Digitization of Historical Maps in the Age of AI
So you’ve found some historical maps that might be useful for your research, and one thing standing between you and usable geographic data is digitizing them. It’s one of those tasks that sounds straightforward, but can quickly reveal itself as a massive time sink. Along with this, there can be real uncertainty about whether the data will ultimately be worthwhile to your study, and if processing is very time-intensive, lack of resources may still deem the exercise infeasible. I myself once spent a whole semester on a team of undergraduate researchers whose sole task was to digitize historical census maps – which, to my knowledge, ultimately did not make it into the study’s final strategy. That said, historical maps offer a unique set of invaluable information that might be left on the table in the absence of digitization efforts. With time being one of the most substantial hurdles to overcome, efficient digitization becomes a top priority.
It has long been possible to process large samples of historical documents containing structured or unstructured data using the help of various software, like ABBY FineReader, or OCR methods like PyTesseract.
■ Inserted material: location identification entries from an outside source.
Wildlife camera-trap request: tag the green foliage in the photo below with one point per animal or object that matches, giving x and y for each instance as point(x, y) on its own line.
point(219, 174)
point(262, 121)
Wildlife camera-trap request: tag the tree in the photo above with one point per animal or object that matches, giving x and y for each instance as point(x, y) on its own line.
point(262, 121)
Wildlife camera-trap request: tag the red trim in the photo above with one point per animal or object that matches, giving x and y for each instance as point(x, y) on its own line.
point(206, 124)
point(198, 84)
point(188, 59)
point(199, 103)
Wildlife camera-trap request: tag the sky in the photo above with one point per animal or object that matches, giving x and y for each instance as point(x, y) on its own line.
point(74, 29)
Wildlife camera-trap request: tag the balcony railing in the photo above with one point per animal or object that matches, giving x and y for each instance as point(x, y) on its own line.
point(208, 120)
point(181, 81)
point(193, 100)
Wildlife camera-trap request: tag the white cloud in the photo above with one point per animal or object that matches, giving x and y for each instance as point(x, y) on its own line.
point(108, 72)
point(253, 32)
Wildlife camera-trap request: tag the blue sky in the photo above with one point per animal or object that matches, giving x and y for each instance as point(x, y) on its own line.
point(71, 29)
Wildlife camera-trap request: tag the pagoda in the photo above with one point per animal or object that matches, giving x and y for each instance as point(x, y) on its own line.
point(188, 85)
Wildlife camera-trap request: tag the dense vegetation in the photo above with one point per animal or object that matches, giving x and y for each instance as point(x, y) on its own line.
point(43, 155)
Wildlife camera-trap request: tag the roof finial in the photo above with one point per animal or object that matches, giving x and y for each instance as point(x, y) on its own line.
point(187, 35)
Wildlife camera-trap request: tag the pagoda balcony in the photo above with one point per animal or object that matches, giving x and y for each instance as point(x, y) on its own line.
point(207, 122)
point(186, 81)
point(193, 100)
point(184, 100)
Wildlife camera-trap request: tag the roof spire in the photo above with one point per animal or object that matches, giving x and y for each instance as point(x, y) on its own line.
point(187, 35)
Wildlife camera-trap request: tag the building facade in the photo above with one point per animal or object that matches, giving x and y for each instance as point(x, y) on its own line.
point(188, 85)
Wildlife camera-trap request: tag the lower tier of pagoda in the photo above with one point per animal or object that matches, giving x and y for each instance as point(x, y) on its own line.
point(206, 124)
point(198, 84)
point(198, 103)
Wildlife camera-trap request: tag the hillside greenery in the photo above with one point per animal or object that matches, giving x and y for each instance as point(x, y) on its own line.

What’s more, the rise of AI and LLMs has made significant gains upon earlier tools, allowing researchers to systematically create usable data from a variety of sources whose underlying information is expressed in the form of language. What, then, is the state of such tools when it comes to historical sources of a spatial nature, like maps?
This question came to mind when I recently came upon a book by geographer Odile Hoffman, which, as described in the foreword, “guides us through [a] maze of dusty old maps” for one of my study countries, Belize. Historical parcel boundaries delineated in one of the maps piqued my interest – a set of polygons that could potentially become meaningful units of analysis for questions of historical land tenure.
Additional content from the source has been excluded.